Film photography had two big constraints that are unknown to digital photographers. The first is delayed gratification; you don’t get to see your photo until after the film is developed and printed–which was a matter of days at the very least (hence the eventual popularity of same-day photo processing). The other limitation was cost; there were three separate expenses related to film photography: the film itself, and the costs of developing the film and printing photos.
The constraints of film photography with an all-manual camera forced me to really learn the basics of photography–the interaction of film speed, aperture size and shutter speed–and to become a disciplined shooter in order to get the shot that I wanted.

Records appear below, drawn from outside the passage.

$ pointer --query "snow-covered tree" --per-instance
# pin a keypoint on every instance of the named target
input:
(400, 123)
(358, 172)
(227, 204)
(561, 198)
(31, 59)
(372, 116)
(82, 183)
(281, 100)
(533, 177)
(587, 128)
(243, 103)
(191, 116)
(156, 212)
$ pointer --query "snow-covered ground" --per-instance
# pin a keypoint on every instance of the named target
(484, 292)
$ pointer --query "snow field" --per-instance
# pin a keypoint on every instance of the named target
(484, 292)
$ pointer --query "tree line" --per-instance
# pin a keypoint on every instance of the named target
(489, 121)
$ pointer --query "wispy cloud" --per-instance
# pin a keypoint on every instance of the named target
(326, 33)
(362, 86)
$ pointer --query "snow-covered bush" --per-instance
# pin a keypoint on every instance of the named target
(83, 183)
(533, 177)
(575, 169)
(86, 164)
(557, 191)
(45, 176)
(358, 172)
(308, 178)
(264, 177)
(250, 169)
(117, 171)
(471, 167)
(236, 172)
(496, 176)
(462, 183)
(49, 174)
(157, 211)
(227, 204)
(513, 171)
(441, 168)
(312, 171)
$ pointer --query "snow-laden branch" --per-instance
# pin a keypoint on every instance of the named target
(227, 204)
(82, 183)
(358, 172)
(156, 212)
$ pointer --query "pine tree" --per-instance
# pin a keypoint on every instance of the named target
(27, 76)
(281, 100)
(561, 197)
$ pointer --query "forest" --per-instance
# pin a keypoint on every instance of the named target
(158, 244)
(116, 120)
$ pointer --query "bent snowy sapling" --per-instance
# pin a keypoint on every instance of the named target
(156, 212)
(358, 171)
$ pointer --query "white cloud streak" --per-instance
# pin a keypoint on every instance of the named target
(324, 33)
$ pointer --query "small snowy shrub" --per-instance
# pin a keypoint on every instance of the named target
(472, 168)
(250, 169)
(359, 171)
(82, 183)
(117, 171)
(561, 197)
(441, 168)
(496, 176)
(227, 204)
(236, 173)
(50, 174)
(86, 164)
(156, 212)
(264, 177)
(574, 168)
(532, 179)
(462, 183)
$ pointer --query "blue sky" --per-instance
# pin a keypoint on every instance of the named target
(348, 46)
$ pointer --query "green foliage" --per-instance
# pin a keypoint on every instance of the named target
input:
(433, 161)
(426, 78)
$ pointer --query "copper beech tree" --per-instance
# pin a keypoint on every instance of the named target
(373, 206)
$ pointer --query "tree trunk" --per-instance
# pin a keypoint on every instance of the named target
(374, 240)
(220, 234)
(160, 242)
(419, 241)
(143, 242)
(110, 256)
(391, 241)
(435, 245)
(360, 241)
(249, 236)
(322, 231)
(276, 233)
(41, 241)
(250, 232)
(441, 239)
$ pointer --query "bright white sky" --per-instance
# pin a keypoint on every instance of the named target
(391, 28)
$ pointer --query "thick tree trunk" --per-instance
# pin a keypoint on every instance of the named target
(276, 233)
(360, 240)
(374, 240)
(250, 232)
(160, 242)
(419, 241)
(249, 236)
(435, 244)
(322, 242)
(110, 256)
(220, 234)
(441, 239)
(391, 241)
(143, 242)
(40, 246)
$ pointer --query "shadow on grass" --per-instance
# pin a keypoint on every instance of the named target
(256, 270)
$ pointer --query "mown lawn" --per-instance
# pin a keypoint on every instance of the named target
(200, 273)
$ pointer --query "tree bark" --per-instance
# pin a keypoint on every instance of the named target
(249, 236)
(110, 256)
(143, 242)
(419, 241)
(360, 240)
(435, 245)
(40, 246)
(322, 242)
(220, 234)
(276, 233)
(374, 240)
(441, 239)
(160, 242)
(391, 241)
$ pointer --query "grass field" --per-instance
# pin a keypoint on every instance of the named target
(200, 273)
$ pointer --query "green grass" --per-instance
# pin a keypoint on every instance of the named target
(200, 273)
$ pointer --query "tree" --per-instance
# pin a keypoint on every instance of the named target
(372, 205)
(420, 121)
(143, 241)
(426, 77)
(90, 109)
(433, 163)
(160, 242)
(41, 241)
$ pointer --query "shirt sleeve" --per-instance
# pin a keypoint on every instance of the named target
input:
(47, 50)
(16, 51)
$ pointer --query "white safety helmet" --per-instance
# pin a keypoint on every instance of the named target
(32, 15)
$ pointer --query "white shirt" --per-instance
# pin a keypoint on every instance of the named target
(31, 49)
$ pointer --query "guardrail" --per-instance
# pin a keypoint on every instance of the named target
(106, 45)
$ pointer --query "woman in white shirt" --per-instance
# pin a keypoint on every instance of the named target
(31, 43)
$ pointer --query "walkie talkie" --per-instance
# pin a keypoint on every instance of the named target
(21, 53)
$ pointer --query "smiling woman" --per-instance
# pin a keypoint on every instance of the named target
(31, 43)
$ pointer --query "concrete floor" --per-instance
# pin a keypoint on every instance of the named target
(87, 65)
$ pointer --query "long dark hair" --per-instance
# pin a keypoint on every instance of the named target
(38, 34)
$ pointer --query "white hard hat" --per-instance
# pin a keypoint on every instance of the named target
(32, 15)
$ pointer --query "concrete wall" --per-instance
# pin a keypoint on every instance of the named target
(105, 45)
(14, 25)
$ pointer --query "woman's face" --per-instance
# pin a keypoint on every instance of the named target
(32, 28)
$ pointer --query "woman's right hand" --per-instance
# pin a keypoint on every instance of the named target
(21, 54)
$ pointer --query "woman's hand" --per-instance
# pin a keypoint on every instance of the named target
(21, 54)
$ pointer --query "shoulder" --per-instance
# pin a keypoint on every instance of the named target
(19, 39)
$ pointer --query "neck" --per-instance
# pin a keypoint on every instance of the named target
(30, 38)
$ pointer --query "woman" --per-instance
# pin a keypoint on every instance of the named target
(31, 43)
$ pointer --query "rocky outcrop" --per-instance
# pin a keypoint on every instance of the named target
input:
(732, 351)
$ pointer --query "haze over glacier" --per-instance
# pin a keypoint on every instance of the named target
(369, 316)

Taking multiple photos with different settings was prohibitively expensive; there were essentially no do-overs; and post-processing was expensive and limited only to professional photography.
I’ve been taking photographs with a digital SLR for well over a decade now, and post-processing gets easier all the time. Yet I remain a mediocre and ambivalent post-processor of my photos. I reflected on this recently and realized that this attitude is due to my long history with film photography: I still consider getting the photo to be 90% of photography, whereas photographers who grew up on digital consider post-editing a much larger and more important part of the process.
When I lived in Austria, I shot slide film mostly–it had better color and was somewhat cheaper since you didn’t get prints. All this reminds me that I still need to get my slides from that period scanned. I think I’ll work on that today.